Persistent Tissue Tracking. After the surgeon creates a label, the system maintains its adherence by encoding the underlying tissue and tracking it as the lung moves, deforms, or reappears in view following an exit or occlusion. This provides an intuition of the lung state, with similar issues faced in liver surgery. The labeling task asks that arbitrary patches of tissue be persistently identified whenever they appear—a combination of online detection and tracking which for endoscopy is well served by SURF and optical flow [12]. SURF can identify tissue through motion and stretching 83% and 99% of the time respectively [30].In ex vivo experiments, uniquely identified features could be recovered successfully upon returning into view so long as imaging conditions remain reasonably stable, as illustrated in Fig. 4.

Fig. 4.
figure 4

Persistent tissue tracking through folding and unfolding. SURF features (A and B) are labeled so that annotations can be maintained though surgical manipulation.
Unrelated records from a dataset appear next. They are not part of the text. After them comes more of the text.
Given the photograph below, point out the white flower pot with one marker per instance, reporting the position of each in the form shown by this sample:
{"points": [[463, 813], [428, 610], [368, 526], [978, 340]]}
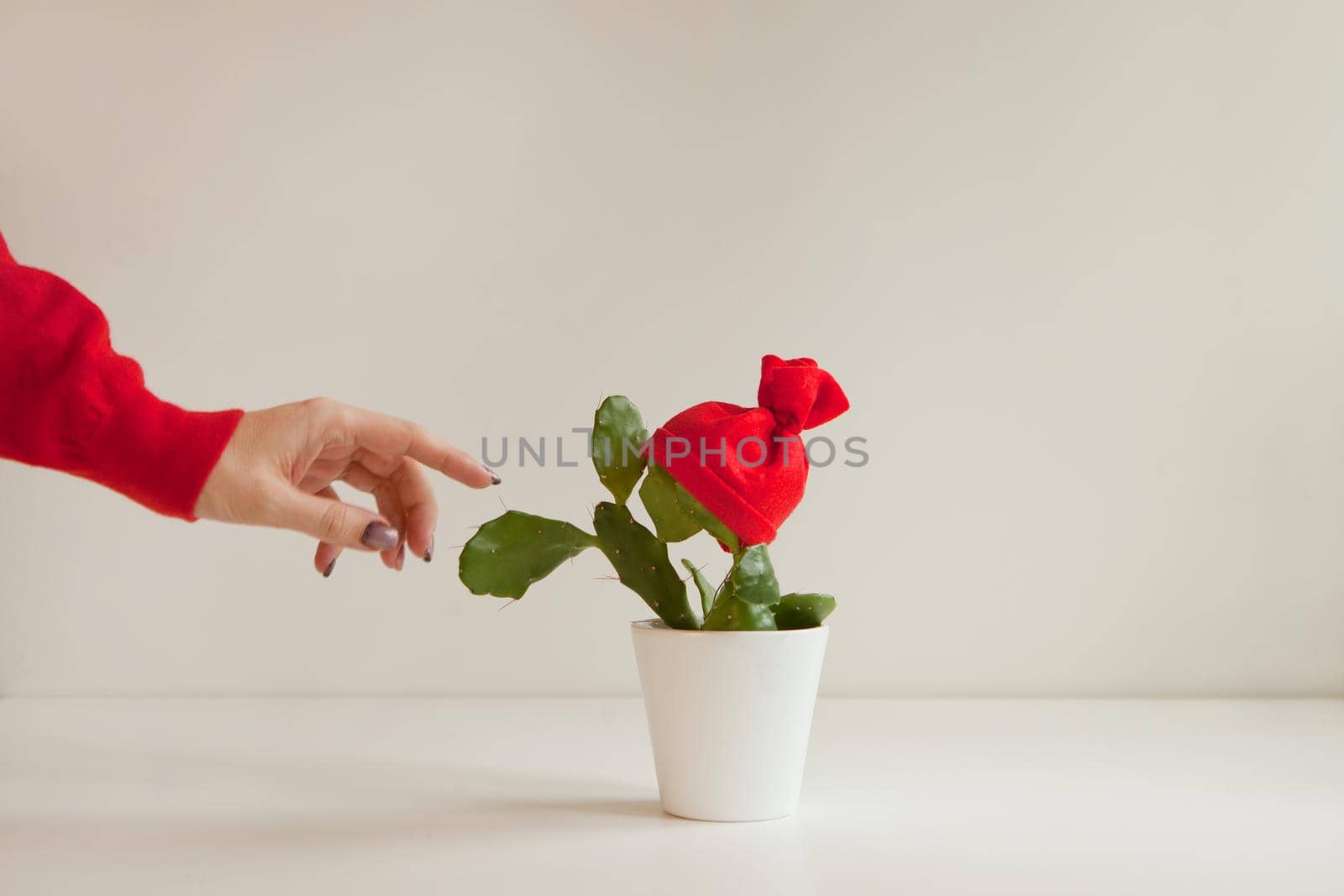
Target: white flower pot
{"points": [[729, 716]]}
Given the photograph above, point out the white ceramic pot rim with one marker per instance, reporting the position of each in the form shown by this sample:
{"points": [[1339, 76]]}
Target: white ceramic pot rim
{"points": [[663, 629]]}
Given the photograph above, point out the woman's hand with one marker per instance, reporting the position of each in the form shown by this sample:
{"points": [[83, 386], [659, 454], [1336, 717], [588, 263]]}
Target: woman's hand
{"points": [[280, 465]]}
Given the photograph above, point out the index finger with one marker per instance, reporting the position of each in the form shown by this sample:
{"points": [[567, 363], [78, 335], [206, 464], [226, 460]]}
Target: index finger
{"points": [[394, 437]]}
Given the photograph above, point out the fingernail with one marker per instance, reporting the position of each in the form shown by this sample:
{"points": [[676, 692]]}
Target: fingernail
{"points": [[380, 537]]}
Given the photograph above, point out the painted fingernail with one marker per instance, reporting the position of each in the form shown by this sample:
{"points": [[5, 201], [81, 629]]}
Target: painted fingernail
{"points": [[378, 537]]}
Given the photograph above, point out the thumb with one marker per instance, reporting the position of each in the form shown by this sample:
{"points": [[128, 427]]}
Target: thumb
{"points": [[335, 521]]}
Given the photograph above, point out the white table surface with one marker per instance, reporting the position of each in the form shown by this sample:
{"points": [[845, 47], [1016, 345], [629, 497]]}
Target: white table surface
{"points": [[423, 795]]}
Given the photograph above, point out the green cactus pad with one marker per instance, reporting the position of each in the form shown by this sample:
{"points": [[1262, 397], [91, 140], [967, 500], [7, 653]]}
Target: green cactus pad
{"points": [[642, 562], [803, 610], [617, 437], [676, 513], [734, 614], [512, 551], [702, 586], [753, 577], [659, 495]]}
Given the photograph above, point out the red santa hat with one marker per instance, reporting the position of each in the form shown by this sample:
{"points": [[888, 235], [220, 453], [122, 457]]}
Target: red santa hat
{"points": [[748, 465]]}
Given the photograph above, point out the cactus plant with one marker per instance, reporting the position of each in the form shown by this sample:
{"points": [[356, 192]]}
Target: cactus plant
{"points": [[515, 550]]}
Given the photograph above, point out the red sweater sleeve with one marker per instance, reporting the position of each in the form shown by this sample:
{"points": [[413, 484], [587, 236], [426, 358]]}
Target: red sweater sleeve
{"points": [[69, 402]]}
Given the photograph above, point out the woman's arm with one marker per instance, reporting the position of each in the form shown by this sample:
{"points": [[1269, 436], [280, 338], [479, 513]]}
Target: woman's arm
{"points": [[69, 402]]}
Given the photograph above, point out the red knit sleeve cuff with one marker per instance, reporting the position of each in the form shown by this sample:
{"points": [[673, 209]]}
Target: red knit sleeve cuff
{"points": [[159, 454]]}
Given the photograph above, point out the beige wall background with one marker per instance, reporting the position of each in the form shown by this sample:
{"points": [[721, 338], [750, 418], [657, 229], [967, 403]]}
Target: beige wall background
{"points": [[1077, 265]]}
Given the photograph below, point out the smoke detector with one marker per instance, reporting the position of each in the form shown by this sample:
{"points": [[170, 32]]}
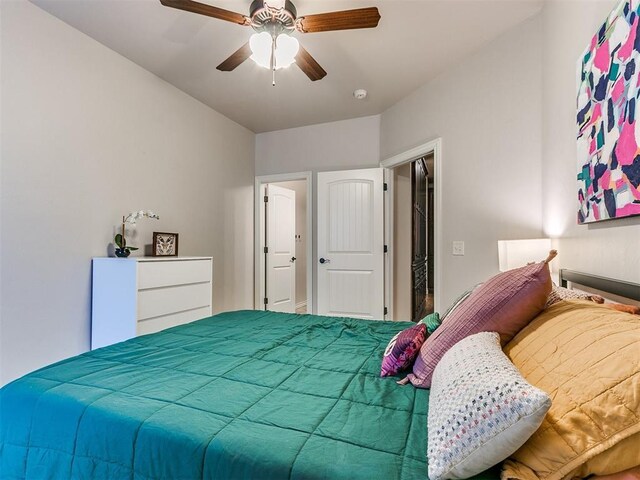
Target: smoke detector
{"points": [[360, 94]]}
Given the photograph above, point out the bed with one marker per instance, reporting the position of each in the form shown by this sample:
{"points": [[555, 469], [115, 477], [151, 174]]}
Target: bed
{"points": [[240, 395], [248, 394]]}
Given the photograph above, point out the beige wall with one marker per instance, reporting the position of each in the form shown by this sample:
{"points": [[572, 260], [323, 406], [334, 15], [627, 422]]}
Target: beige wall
{"points": [[487, 110], [609, 248], [300, 187], [86, 137], [402, 244]]}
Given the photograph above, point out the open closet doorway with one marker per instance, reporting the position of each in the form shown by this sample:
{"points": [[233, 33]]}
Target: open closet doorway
{"points": [[283, 234], [412, 228]]}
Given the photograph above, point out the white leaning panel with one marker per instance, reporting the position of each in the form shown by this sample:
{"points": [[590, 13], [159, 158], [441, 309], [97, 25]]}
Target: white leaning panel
{"points": [[135, 296]]}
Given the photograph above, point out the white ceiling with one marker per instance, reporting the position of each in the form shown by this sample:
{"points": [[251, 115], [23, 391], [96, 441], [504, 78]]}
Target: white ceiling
{"points": [[415, 41]]}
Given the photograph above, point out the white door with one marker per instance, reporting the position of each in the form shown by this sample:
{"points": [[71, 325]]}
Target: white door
{"points": [[351, 243], [281, 249]]}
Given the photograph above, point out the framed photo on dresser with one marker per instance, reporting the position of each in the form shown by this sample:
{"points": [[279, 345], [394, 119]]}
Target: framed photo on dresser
{"points": [[165, 244]]}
Labels should be displayed, at minimum, when the tissue is at rest, and modern techniques in matching sub-image elements [13, 33] show promise in overcoming the challenges of biomedical images [26]. Approaches such as FlowNet can then be used to track moving tissue and enhance the realism of virtual label adherence. In short, there is a new set of tools to address traditional computer vision problems in endoscopy.
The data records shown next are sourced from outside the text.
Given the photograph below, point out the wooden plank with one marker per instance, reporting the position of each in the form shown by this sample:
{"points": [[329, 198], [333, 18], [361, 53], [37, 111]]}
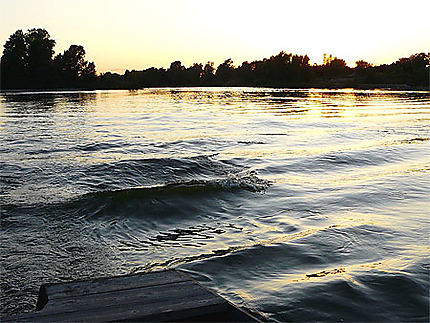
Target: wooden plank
{"points": [[171, 309], [103, 285], [146, 296], [158, 296]]}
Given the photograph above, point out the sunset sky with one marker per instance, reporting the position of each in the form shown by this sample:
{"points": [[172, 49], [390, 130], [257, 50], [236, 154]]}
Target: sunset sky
{"points": [[137, 34]]}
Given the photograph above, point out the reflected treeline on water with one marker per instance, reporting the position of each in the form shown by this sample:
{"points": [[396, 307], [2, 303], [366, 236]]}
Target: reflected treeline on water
{"points": [[28, 62], [33, 102]]}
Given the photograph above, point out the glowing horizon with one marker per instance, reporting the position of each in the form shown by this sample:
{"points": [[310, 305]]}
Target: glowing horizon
{"points": [[136, 35]]}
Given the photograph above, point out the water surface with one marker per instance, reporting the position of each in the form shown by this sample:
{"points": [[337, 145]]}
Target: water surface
{"points": [[298, 205]]}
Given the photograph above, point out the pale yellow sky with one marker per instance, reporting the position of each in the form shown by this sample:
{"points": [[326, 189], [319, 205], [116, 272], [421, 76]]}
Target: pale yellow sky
{"points": [[137, 34]]}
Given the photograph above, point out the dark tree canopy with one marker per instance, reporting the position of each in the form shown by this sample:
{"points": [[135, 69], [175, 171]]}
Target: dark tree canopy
{"points": [[72, 68], [27, 62]]}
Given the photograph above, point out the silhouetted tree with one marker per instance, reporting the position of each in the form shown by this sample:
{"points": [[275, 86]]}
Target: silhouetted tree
{"points": [[225, 71], [40, 48], [208, 76], [14, 62], [362, 64], [73, 69]]}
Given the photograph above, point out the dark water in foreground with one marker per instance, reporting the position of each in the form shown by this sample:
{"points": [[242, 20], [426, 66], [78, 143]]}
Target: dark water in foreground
{"points": [[298, 205]]}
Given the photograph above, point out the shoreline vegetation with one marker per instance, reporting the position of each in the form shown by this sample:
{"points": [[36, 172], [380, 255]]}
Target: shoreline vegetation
{"points": [[28, 63]]}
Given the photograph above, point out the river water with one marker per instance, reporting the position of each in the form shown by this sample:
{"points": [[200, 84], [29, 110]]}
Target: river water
{"points": [[297, 205]]}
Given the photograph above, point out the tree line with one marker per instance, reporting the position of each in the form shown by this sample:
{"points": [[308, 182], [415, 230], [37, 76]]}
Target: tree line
{"points": [[28, 62]]}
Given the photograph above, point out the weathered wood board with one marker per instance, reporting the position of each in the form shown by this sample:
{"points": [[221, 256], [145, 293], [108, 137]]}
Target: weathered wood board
{"points": [[159, 296]]}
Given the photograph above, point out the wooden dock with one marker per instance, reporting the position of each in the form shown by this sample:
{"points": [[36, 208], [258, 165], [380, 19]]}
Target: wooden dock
{"points": [[160, 296]]}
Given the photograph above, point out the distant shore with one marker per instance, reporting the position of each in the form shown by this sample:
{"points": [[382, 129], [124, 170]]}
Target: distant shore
{"points": [[385, 87]]}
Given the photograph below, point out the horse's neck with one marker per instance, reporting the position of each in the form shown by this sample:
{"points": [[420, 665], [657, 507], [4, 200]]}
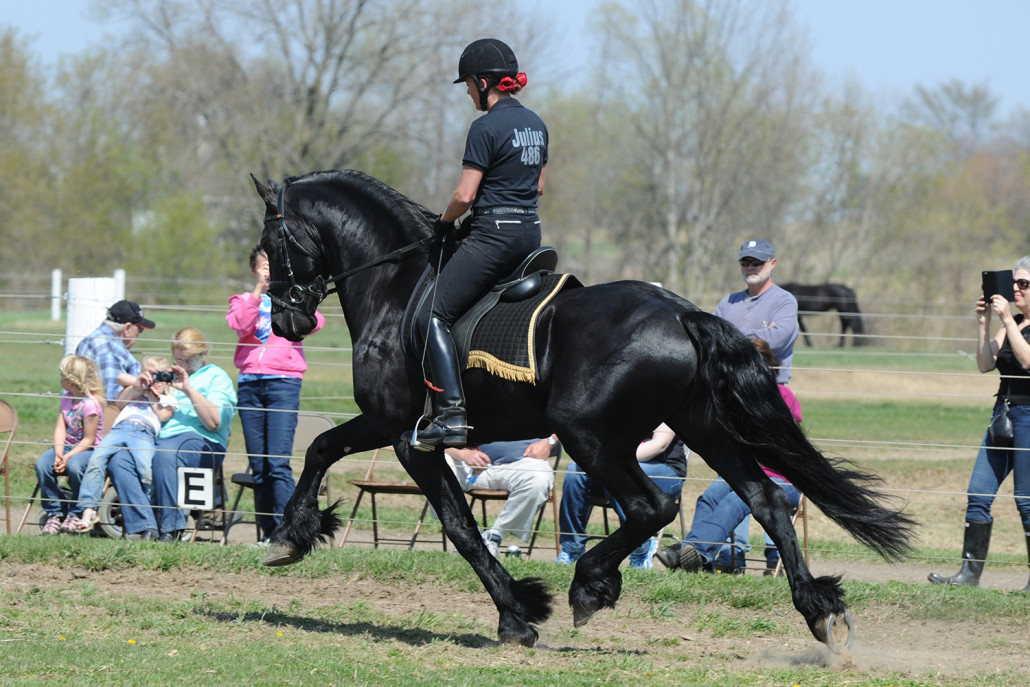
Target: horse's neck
{"points": [[374, 300]]}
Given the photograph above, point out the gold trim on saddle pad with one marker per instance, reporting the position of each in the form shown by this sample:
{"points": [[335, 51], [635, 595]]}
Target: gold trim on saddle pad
{"points": [[509, 371]]}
3.3 Capturing Surgeon Expertise

Interactive endoscopy ties maturing technologies together into a novel application with forgiving performance requirements, paving the way to the level of robustness needed for clinical use. The simplicity of the concept belies its potential to alleviate cognitive load, which can impact both judgment and motor skills [7]. When the surgeon exerts mental energy in parsing what they see, the system lets them translate that expertise directly onto the virtual surgical field. This mitigates redundant exploration, and the visibility of labels can help them infer context more readily.
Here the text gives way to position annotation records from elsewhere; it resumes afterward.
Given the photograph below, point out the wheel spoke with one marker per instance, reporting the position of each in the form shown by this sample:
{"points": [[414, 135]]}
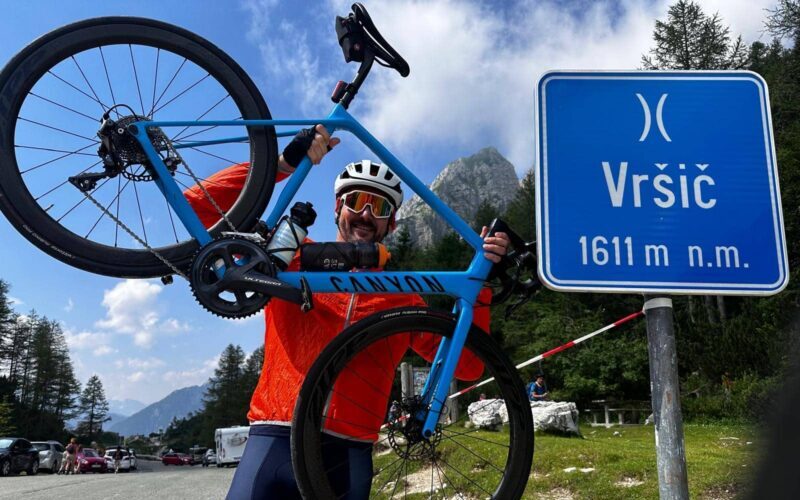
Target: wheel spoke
{"points": [[155, 79], [116, 226], [201, 116], [141, 218], [103, 106], [58, 129], [66, 181], [204, 180], [183, 92], [89, 84], [108, 79], [104, 212], [179, 139], [230, 162], [464, 476], [82, 200], [171, 220], [94, 119], [37, 148], [476, 455], [136, 78], [153, 109]]}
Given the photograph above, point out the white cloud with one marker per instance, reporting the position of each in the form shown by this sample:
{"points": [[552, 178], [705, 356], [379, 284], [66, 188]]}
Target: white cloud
{"points": [[474, 66], [288, 56], [195, 376], [104, 350], [132, 309], [85, 339]]}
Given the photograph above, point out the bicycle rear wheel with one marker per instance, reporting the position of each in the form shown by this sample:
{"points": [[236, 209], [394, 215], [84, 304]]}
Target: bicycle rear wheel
{"points": [[54, 93], [348, 392]]}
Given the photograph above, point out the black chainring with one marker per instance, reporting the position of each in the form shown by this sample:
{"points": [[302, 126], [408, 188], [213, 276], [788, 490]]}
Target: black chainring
{"points": [[206, 285], [405, 432]]}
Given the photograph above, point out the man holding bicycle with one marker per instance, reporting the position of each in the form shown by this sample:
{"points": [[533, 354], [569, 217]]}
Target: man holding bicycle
{"points": [[367, 198]]}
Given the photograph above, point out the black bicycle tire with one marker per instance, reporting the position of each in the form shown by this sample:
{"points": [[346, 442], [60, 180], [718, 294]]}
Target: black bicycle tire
{"points": [[306, 461], [22, 72]]}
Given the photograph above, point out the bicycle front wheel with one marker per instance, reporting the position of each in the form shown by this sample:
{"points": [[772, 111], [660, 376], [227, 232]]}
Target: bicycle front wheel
{"points": [[353, 394], [53, 95]]}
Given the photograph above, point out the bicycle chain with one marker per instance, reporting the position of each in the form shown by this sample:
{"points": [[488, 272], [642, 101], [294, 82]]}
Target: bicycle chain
{"points": [[133, 235], [152, 250]]}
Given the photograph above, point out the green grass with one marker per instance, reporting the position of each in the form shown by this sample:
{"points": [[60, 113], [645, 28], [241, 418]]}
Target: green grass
{"points": [[624, 464], [717, 468]]}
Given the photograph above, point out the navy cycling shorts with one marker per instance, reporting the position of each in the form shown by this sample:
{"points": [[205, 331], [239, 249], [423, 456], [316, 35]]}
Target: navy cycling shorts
{"points": [[265, 471]]}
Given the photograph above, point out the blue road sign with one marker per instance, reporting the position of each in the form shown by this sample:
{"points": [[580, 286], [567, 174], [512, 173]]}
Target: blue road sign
{"points": [[658, 182]]}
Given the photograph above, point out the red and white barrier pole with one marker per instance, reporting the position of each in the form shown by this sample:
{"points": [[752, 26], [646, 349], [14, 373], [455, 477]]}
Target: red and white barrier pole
{"points": [[554, 351]]}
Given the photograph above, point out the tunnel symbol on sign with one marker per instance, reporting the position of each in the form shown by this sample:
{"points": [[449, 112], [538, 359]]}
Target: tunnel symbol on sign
{"points": [[659, 118]]}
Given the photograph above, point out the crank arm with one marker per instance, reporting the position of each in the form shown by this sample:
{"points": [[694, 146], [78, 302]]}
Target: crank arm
{"points": [[247, 281]]}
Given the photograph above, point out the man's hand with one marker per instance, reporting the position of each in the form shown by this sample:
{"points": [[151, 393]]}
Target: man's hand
{"points": [[314, 142], [496, 246]]}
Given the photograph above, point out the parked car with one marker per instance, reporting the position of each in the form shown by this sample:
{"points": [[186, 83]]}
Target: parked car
{"points": [[51, 453], [17, 455], [210, 457], [230, 443], [91, 461], [176, 459], [128, 462]]}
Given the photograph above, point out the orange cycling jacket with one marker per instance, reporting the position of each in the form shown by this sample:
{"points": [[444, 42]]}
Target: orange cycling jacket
{"points": [[293, 340]]}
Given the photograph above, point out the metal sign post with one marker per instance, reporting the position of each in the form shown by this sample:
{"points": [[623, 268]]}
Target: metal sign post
{"points": [[659, 183], [665, 393]]}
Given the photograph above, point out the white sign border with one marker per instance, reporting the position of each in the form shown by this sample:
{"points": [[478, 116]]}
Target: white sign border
{"points": [[542, 220]]}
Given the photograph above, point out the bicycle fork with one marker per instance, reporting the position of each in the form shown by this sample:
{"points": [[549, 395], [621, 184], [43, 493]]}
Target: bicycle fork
{"points": [[435, 392]]}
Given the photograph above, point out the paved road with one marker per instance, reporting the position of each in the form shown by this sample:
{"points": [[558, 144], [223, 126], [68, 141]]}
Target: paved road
{"points": [[152, 480]]}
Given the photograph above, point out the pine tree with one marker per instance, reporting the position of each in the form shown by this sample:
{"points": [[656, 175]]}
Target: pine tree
{"points": [[484, 216], [689, 39], [403, 251], [521, 212], [226, 391], [7, 320], [94, 407], [6, 418], [784, 20]]}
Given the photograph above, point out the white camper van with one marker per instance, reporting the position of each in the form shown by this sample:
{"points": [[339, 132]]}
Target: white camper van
{"points": [[230, 443]]}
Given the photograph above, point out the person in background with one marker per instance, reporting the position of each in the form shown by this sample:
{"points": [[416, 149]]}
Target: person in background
{"points": [[70, 458], [117, 459], [537, 391], [76, 466]]}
In fact, many surgeons already use radiopaque, tethered (iVATS), dye [31], and ad hoc electrocautery markers to aid localization prior to or during surgery. These varied practices introduce risk and overhead, whereas virtual markers are easy to use and provide a reason for use, potentially bridging gaps between clinical practices and supporting technology. Moreover, surgeon engagement with technology has a broader implication: digitization of the innards of surgery, which has been a black box. Digital labels offer a chance to capture semantic, positional, temporal, visual, and procedural elements of surgery, forming a statistical basis for understanding—and anticipating—surgical acts at multiple scales. This, in turn, can help make augmented reality a clinical reality.

4 Conclusions

The promise of augmented reality in surgery has been tempered by challenges such as soft tissue deformation, and efforts to overcome this timeless adversary has inadvertently suspended critical debates on the role of augmented perception in medicine altogether. We present, as a technological bridge, a streamlined user interface that allows surgeons to tag the disjoint views that comprise endoscopic surgery. These virtual labels persist as the organ moves, so surgeons can potentially manage unfamiliar tissue more deterministically. This approach embraces the finiteness of human cognition and alleviates reliance on cognitive state, capturing expert perception and judgment without attempting to emulate it. We design a minimal feature set and a choice architecture with symmetric freedom to use or not, respecting differences between surgeons. Our baseline system demonstrates promising performance in a lab setting, while rapid ongoing developments in the constituent technologies offer a path towards clinical robustness. These circumstances present the opportunity for surgeons to change surgery, without being compelled to change.